A computer with coloured lines arranged to look like code

BioCLI: Improving command-line infrastructure for life scientists

Vision

A collection of command-line environments and services, tailored to the needs of Australian life science researchers, deployed at the compute infrastructures they use, supporting both research and training.

Challenges

Data Complexity: Handling the growing scale and complexity of ‘omics data and complex analyses requires the flexibility, scalability, and control uniquely afforded by the command-line interface (CLI). 

Varied methods and expertise: The diversity of bioinformatics data, scale of work, available tools presents significant challenges when configuring CLI environments. Most life scientists do not have the expertise required, and need to be empowered with the resources, skills, and knowledge to navigate CL environments and handle substantial workloads confidently and efficiently.

Approach

Australian BioCommons has established the BioCLI Project to address the above challenges.

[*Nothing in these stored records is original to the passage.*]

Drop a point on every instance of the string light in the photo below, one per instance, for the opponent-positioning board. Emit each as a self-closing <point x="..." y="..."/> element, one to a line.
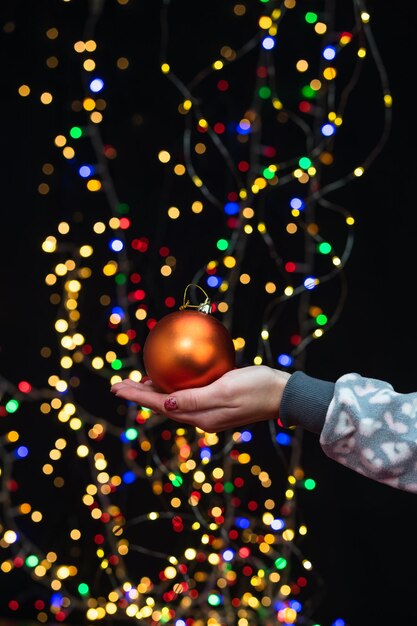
<point x="169" y="524"/>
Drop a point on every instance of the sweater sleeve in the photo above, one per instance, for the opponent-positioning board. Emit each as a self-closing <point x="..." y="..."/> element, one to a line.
<point x="372" y="429"/>
<point x="363" y="424"/>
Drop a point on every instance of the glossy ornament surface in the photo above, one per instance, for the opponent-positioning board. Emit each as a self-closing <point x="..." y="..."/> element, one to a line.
<point x="187" y="349"/>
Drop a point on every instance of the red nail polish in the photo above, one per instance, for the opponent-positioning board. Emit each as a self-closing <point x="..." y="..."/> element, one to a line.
<point x="170" y="404"/>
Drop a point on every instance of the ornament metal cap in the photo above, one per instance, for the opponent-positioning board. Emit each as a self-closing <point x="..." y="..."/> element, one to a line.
<point x="203" y="307"/>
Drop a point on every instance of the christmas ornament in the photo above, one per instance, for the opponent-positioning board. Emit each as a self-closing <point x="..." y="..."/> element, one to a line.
<point x="188" y="348"/>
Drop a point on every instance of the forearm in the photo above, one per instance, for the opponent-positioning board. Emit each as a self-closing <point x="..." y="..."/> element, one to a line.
<point x="363" y="424"/>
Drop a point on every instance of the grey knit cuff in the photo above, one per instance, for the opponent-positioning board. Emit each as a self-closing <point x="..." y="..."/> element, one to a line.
<point x="305" y="402"/>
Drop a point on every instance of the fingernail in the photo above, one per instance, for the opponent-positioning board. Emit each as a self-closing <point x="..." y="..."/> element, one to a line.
<point x="170" y="404"/>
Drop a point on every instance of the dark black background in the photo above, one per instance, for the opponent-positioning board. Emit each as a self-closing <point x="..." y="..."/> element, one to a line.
<point x="362" y="534"/>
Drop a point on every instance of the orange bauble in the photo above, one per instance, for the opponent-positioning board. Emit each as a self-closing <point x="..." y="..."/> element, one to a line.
<point x="187" y="349"/>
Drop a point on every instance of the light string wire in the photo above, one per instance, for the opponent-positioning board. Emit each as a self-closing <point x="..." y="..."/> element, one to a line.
<point x="200" y="582"/>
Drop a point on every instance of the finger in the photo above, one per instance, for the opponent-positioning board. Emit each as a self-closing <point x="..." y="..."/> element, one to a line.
<point x="143" y="395"/>
<point x="196" y="399"/>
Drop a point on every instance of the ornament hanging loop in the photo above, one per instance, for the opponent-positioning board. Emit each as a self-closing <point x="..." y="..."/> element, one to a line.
<point x="204" y="307"/>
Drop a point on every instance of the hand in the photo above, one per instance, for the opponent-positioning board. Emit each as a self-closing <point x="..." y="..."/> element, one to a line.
<point x="240" y="397"/>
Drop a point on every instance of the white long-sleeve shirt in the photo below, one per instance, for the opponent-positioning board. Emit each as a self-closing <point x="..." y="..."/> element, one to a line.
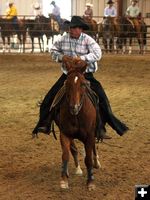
<point x="84" y="47"/>
<point x="56" y="11"/>
<point x="110" y="11"/>
<point x="133" y="11"/>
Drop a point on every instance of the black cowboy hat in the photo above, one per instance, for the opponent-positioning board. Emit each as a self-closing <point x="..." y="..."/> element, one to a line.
<point x="77" y="21"/>
<point x="53" y="2"/>
<point x="110" y="2"/>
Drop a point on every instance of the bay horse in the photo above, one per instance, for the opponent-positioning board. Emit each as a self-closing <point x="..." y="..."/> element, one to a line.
<point x="8" y="30"/>
<point x="128" y="31"/>
<point x="76" y="119"/>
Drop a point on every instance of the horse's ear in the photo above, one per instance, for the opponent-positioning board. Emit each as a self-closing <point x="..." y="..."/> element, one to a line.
<point x="81" y="66"/>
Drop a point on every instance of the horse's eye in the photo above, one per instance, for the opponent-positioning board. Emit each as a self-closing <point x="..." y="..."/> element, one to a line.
<point x="83" y="85"/>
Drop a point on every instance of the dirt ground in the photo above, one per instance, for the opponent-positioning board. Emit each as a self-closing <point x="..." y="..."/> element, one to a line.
<point x="30" y="168"/>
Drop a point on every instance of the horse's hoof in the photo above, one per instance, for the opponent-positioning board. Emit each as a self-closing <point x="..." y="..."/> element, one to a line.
<point x="79" y="171"/>
<point x="91" y="186"/>
<point x="64" y="184"/>
<point x="97" y="165"/>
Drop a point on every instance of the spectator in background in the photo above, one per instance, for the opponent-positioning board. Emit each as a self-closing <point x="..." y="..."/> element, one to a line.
<point x="37" y="9"/>
<point x="11" y="13"/>
<point x="110" y="11"/>
<point x="56" y="12"/>
<point x="88" y="13"/>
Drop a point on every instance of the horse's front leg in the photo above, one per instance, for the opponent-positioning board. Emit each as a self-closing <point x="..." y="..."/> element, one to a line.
<point x="74" y="153"/>
<point x="8" y="42"/>
<point x="4" y="44"/>
<point x="89" y="163"/>
<point x="65" y="145"/>
<point x="130" y="45"/>
<point x="32" y="40"/>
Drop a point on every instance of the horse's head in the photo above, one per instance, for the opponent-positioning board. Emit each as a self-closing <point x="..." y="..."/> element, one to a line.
<point x="75" y="85"/>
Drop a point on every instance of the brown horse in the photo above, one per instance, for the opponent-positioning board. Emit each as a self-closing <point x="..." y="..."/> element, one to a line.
<point x="76" y="119"/>
<point x="8" y="30"/>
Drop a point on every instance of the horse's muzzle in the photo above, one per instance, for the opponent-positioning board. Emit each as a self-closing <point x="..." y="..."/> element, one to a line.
<point x="74" y="110"/>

The BioCLI Project aims to empower life scientists with user-focused CLI environments and services that reduce friction for processing and analysis of molecular data at scale. Our offerings will: 

  • Provide a training program that empowers users to tackle the challenges of working at the CLI

  • Develop public, preconfigured virtual machine images containing essential bioinformatics-specific tools, libraries, and datasets, and testing them on national, institutional, and commercial infrastructures 

  • Streamline access to, and execution of, bioinformatics software and workflows via the CLI across institutional and national computational infrastructures

  • Facilitate wide access to the specialised hardware required to run bioinformatics tools in an accelerated environment

  • Enable access to curated reference datasets that are needed for standard processing and analysis

  • Provide clear documentation for accessing and configuring all BioCLI outputs.

Australian BioCommons is collaborating with our partners at Sydney Informatics Hub, the National Computational Infrastructure (NCI), and the Pawsey Supercomputing Research Centre to deliver the BioCLI Project.